Peut-être avez-vous oublié en écrivant votre lettre que la Comédie n’a point d’autre fin que d’inspirer des passions aux spectateurs, et que les passions dans le sentiment même des Philosophes Païens, sont les maladies, et les poisons des âmes. […] Ne voit-on pas que leurs ouvrages sont composés d’un mélange agréable d’intrigues, d’intérêts, de passions et de personnes, où ils ne considèrent point ce qui est véritable, mais seulement ce qui est propre pour toucher les spectateurs, et pour faire couler dans leurs cœurs des passions qui les empoisonnent de telle sorte, qu’ils s’oublient eux-mêmes, et qu’ils prennent un intérêt sensible dans des aventures imaginaires ? […] « Saint Grégoire de Nazianze, dites-vous, n’a pas fait de difficulté de mettre la Passion de Notre-Seigneur en Tragédie r », mais quoiqu’il en soit, si vous prétendez vous servir de cet exemple, il faut vous résoudre à passer pour un Poète de la Passion, et à renoncer à toute l’Antiquité Païenne. […] mais le Poète a bien d’autres idées dans l’imagination, il sent toutes les passions qu’il conçoit, et il s’efforce même de les sentir afin de les mieux concevoir. […] Il est quelque fois Turc, quelquefois Maure, tantôt homme, tantôt femme ; et il ne quitte une passion que pour en prendre une autre.

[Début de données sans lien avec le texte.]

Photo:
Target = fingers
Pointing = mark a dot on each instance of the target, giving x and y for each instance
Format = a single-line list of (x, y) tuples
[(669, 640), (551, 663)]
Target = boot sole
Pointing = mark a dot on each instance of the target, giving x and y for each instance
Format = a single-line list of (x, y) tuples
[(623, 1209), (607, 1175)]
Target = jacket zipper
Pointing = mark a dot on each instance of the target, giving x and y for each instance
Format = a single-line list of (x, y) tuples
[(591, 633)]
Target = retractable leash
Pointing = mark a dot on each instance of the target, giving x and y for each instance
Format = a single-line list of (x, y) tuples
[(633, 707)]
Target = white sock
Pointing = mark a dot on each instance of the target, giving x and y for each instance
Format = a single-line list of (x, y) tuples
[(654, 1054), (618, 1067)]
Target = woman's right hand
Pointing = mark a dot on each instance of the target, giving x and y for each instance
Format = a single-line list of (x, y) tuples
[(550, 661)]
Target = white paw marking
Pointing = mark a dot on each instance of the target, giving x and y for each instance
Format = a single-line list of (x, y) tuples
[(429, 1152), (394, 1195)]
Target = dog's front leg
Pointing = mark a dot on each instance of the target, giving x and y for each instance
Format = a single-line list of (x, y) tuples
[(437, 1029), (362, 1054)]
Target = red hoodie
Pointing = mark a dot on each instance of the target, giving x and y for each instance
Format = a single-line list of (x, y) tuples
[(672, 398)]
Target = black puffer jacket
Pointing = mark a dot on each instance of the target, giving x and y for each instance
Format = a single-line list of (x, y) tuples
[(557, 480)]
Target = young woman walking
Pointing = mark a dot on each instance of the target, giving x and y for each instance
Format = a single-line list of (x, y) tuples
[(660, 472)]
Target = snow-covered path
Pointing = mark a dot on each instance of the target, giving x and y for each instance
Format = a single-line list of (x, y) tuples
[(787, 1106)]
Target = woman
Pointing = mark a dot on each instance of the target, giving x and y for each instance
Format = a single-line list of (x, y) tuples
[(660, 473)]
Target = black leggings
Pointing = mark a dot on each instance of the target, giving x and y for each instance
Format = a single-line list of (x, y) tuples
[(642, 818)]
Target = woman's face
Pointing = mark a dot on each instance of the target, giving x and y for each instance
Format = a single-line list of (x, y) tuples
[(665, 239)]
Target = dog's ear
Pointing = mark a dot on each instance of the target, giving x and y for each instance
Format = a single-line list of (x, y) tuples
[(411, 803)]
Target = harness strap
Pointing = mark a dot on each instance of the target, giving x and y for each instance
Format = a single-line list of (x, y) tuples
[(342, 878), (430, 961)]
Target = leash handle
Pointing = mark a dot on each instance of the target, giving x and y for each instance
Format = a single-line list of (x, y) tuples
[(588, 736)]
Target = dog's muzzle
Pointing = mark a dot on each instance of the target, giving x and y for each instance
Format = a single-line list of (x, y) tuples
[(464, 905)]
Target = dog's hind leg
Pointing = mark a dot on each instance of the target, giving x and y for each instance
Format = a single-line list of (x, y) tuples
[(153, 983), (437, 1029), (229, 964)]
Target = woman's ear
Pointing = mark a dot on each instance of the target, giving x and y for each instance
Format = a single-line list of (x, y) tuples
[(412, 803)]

Deux sentimens opposés ; celui de Platon qui condamne toute Poësie qui excite les Passions, & celui d’Aristote qui veut au contraire que les Poëtes excitent, le plus qu’il est possible, la Crainte & la Pitié, les deux Passions, selon lui, essentielles à la Tragédie. Puisque ces deux Passions portent les hommes à la vertu, Aristote n’a pu penser que la Tragédie les excite pour les purger, & la Tragédie ayant une fin utile, ne devient dangereuse que par la faute des Poëtes, & la nature des Représentations.